1. Increasing the number of turns in the solenoid coil (directly proportional to square of number of turns);
2. Using a soft iron core;
3. Increasing the current flowing through the solenoid;
4. Reducing the spacing between the turns of the coil.

So if the coil is made tighter and tighter, the field will become stronger because flux leaks are reduced.

But say we reduced the gap to such an extent that the turns will be as good as in contact. In other words,

If I take a hollow cylinder and connect two of its ends to opposite terminals of a battery, what will happen to the magnetic field?

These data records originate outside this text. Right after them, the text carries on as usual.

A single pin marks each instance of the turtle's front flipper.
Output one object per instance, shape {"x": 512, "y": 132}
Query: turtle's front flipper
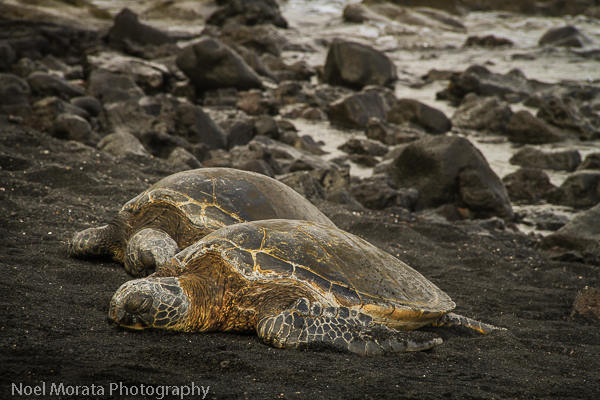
{"x": 305, "y": 325}
{"x": 452, "y": 319}
{"x": 147, "y": 250}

From the above reasoning it appears as if it would increase, but again I presume that current will take shorter paths and therefore the cylinder will become the equivalent of a parallel combination of many wires of thickness $dx$ ($dx$ would be equal to width of a metal lattice, I presume), which will not behave as a solenoid but rather like a really weak bar magnet with no field line in the centre.

Answer 1

A theta pinch, is similar to what you describe. It is essentially a sheet of metal folded to form a cylinder. Usually it is produce a very intense magnetic field for a short time since the current is pulsed.

Reference

Answer 2

The hollow cylinder will not generate a solenoid-like magnetic field, as you predicted. The current will move parallel to the cylinder's axis and not in circles around the circumference.

You are correct about the decreased spacing between the coils resulting in stronger magnetic fields. This is why wire that is manufactured for creating electromagnets is coated with extremely thin insulation. This allows for much tighter windings due to there being less insulation getting between the wires.